Step 3: Take a paper clip and pull it apart to create an S-shape. Hook one end to the coiled rubber band on your bunch of flowers, and attach the other end to a coat hanger.

Hang the coat hanger in a warm, dry closet or attic until the flowers are dry. The drying time -- anywhere from 3 days to 3 weeks -- will depend on the thickness of the flowers' stems, humidity, size of the bundle, and air temperature.

Thicker Stems

Thick-stemmed flowers, such as hydrangea, should be placed in a can or jar and dried standing upright. The stems will not be as straight as flowers dried by the hanging method, but this may soften the look of your dried flower arrangement.


Fragile Blooms

The air drying process often shrivels large and fragile blooms beyond recognition. Roses, peonies, dahlias, sunflowers, lilacs, zinnias, hyacinths, and daffodils fare much better when dried with a desiccant (a drying agent).

Silica gel is the one of the easiest and most reliable desiccants to use. It is actually not a gel and looks like white sand with blue crystals. Once the gel has reached its saturation point, the crystals turn pink.

Drying Fragile Flowers

Step 1: Place 1 inch of silica gel in the empty container. Place the different plant parts in the container so that they do not touch each other or the edge of the container.

Note: For hyacinths, lilacs, and daffodils, you will be drying the entire plant intact. For other flowers, separate the flower from the stem, leaving 1/8 inch of the stem attached. In some cases -- for example, peonies -- you will have to separate the foliage from the stem as well. 

The Reconstruction Process

Step 2: Spray dried flowers outdoors with a surface sealer to prevent them from rehydrating or falling apart.

Step 3: Place flowers on a sheet of wax paper until they dry.

Step 4: Reattach the flowers and stems with floral wire and floral tape or a hot glue gun.
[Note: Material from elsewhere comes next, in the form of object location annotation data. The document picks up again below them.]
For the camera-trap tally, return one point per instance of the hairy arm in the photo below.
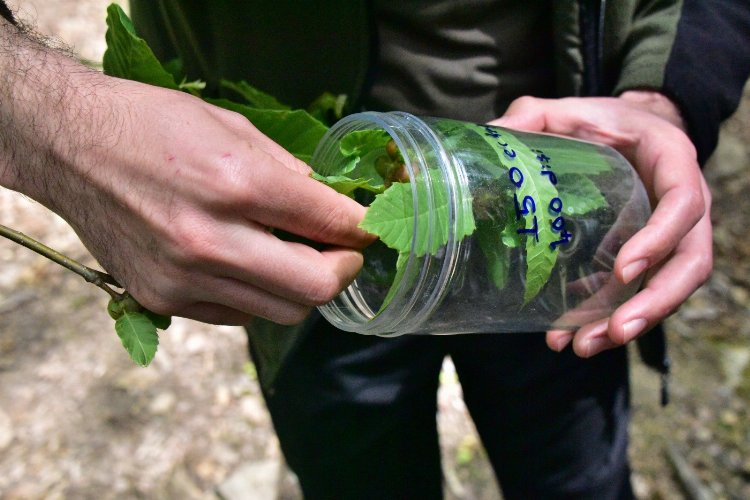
(174, 197)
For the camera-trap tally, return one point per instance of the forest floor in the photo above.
(79, 420)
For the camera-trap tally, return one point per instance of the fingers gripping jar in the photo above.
(481, 229)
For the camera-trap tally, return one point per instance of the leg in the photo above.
(554, 425)
(355, 415)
Reconstructing the flower can be a complicated process. Another simple option is to create a stem out of floral wire and floral tape. (Place the floral wire 1/4 inch into the flower and wrap with green floral tape.) Otherwise, the stem and leaves can be reattached with floral tape or hot glue.

Drying Supplies

Most of the supplies used to dry flowers can be found in your local crafts store.

Silica gel is expensive; a more economical alternative is 40% borax and 60% white cornmeal. This recipe takes longer to dry the flowers, so leave them in the container for 2 weeks.